Question

Say there is a dict variable that grows very large during runtime - up into millions of key:value pairs.

Does this variable get stored in RAM, effectively using up all the available memory and slowing down the rest of the system?

Asking the interpreter to display the entire dict is a bad idea, but would it be okay as long as one key is accessed at a time?

Was it helpful?

Solution

Yes, the dict will be stored in the process memory. So if it gets large enough that there's not enough room in the system RAM, then you can expect to see massive slowdown as the system starts swapping memory to and from disk.

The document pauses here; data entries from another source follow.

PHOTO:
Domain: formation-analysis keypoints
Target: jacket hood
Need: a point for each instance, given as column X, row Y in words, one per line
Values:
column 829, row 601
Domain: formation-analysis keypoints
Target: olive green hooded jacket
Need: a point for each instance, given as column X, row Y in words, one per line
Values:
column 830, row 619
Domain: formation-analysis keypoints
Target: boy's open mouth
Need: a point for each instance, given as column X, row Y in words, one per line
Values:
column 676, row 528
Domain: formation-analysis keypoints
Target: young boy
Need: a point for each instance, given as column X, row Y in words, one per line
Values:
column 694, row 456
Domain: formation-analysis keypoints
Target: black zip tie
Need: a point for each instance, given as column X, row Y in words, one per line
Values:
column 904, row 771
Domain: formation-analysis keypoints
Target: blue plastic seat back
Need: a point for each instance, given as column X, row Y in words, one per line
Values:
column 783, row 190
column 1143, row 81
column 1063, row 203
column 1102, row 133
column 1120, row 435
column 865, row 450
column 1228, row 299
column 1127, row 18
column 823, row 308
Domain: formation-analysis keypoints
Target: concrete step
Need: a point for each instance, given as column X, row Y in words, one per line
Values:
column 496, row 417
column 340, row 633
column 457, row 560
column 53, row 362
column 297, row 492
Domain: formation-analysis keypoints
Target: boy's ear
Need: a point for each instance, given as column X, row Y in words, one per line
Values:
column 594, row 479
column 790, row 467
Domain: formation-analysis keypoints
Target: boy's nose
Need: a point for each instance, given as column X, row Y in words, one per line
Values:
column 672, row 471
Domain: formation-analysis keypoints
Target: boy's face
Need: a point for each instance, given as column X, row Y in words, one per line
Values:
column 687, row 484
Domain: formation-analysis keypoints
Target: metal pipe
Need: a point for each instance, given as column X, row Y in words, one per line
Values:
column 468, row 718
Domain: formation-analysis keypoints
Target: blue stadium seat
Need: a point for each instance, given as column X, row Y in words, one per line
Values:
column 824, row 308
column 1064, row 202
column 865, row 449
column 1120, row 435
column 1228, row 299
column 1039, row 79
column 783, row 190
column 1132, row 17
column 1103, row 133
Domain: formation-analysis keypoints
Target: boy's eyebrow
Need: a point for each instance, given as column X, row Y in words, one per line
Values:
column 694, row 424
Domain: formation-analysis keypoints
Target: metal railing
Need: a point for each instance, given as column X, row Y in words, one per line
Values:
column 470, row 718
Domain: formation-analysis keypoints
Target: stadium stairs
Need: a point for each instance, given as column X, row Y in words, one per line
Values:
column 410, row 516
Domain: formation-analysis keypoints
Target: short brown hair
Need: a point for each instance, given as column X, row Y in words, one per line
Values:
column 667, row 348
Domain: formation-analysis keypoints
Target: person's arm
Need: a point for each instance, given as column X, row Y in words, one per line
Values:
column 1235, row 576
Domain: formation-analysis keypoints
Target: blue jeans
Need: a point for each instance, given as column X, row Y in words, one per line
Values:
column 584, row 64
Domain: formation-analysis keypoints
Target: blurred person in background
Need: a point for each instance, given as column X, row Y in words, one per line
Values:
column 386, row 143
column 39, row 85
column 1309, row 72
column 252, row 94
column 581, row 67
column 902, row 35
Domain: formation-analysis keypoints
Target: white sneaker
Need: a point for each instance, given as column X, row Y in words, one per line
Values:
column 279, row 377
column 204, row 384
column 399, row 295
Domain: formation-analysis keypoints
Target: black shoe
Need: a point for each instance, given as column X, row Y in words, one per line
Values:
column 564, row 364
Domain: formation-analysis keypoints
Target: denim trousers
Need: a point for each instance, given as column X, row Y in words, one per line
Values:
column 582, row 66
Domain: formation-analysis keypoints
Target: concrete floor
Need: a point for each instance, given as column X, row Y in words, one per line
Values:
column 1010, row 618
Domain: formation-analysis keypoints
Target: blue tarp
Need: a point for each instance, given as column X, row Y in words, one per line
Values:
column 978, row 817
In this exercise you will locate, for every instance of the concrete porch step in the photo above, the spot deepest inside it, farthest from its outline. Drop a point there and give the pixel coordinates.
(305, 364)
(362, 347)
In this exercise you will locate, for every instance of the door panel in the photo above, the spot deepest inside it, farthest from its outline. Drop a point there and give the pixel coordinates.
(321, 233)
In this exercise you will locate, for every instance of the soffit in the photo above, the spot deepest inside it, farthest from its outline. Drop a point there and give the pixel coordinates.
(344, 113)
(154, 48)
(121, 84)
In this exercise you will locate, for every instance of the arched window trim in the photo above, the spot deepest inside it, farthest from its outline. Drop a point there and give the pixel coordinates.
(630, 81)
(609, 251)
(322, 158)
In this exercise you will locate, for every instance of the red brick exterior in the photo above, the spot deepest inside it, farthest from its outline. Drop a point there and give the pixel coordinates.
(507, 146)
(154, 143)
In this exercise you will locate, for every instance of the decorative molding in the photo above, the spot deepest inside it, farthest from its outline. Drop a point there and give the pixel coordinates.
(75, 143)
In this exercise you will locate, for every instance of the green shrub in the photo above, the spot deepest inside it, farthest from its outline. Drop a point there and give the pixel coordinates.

Others have said that a few million items shouldn't pose a problem; I'm not so sure. The dict overhead itself (before counting the memory taken by the keys and values) is significant. For Python 2.6 or later, sys.getsizeof gives some useful information about how much RAM various Python structures take up. Some quick results, from Python 2.6 on a 64-bit OS X machine:

>>> from sys import getsizeof
>>> getsizeof(dict((n, 0) for n in range(5462)))/5462.
144.03368729403149
>>> getsizeof(dict((n, 0) for n in range(5461)))/5461.
36.053470060428495

So the dict overhead varies between 36 bytes per item and 144 bytes per item on this machine (the exact value depending on how full the dictionary's internal hash table is; here 5461 = 2**14//3 is one of the thresholds where the internal hash table is enlarged). And that's before adding the overhead for the dict items themselves; if they're all short strings (6 characters or less, say) then that still adds another >= 80 bytes per item (possibly less if many different keys share the same value).

So it wouldn't take that many million dict items to exhaust RAM on a typical machine.

OTHER TIPS

The main concern with the millions of items is not the dictionary itself so much as how much space each of these items takes up. Still, unless you're doing something weird, they should probably fit.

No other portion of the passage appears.